Secara teori Psikolog disebut "Jika seseorang tidak bersalah, tidak perlu menjustifikasi harus mengiklankan dirinya. Kalau dia tidak bersalah harusnya dia akan diam seperti saksi-saksi lainnya, kan tidak melakukan justifikasi di media-media. Tidak perlu ada defense mekanisme," ungkap pakar Hypnoterapi Dewi P Faeni soal sikap Jessica. (detiknews).
“Eye movementnya sangat cepat, ini suatu refleksi dari nervous. Terus sering melihat ke atas, itu berarti orang sedang berusaha membangun fakta, bisa jadi dia tidak mengatakan sesungguhnya. Saya hanya lihat dia dari facial ekspresi. Walau di akhir-akhir sudah mulai tenang, sudah seperti dilatih," jelas Dewi.
Dewi juga mempermasalahkan minuman yang dipesan/diminum Jessica pada saat kejadian yaitu berupa Cocktail. Dewi heran kenapa Jessica membutuhkan minuman beralkohol pada sore hari (jam 16.00) pada hari kejadian.
KESIMPULAN
Teori Kejahatan Tindak Pidana Pembunuhan biasanya harus memenuhi 3 unsur yaitu : Ada Pelaku (dengan alat pembunuhnya), Ada Korban dan ada TKP. Tetapi dalam kasus ini alat pembunuhnya adalah barang tidak Nampak (sianida). Secara psikologis seorang pembunuh yang menggunakan Sianida adalah orang yang ingin menjaga jarak dari korbannya. Jadi teori 3 unsur itu tidak akan berlaku. Pelaku belum tentu ada di lokasi kejadian (TKP).

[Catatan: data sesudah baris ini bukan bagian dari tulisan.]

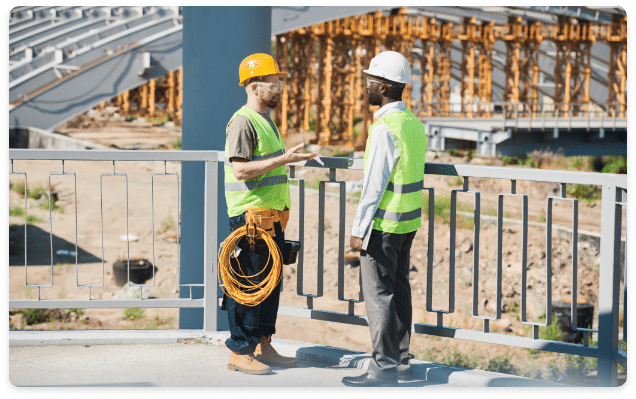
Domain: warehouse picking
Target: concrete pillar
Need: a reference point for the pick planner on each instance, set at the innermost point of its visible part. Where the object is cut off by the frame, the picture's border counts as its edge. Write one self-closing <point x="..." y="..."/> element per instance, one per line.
<point x="215" y="41"/>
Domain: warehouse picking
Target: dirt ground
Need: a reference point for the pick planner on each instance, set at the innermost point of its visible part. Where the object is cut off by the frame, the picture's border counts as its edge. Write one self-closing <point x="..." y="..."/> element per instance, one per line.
<point x="114" y="131"/>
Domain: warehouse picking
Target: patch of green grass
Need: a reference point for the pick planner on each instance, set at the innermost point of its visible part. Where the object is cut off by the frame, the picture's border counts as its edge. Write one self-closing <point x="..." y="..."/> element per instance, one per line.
<point x="54" y="207"/>
<point x="135" y="313"/>
<point x="34" y="316"/>
<point x="501" y="364"/>
<point x="617" y="165"/>
<point x="17" y="211"/>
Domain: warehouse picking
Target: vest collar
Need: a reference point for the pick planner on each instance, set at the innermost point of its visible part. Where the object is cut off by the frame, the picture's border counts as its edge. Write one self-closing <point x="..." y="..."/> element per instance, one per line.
<point x="397" y="106"/>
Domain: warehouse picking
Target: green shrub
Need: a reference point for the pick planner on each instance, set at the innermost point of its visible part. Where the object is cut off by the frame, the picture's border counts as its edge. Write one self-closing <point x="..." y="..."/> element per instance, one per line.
<point x="176" y="144"/>
<point x="551" y="332"/>
<point x="37" y="192"/>
<point x="19" y="188"/>
<point x="584" y="192"/>
<point x="501" y="364"/>
<point x="17" y="211"/>
<point x="618" y="165"/>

Akhirnya menurut kesimpulan gw polisi sudah melakukan blunder  karena menetapkan Tersangka hanya berdasarkan pendapat pakar dan bukan berdasarkan bukti fisik.
Entahlah bagaimana dengan  pendapat-pendapat pakar hukum  dengan kondisi penuntutan perkara seperti ini yang hanya berdalih pendapat pakar ahli psikologi.  Tetapi menurut gw bila memang yang dijadikan bukti hanyalah pendapat-pendapat ahli yang umumnya hanya berupa teori dan asumsi dan bukan bukti fisik maka kasus ini kemungkinan besar akan mendapatkan perlawanan keras/ ditolak oleh hakim pengadilan.
Mari kita tunggu perjalanan panjang dari kasus ini.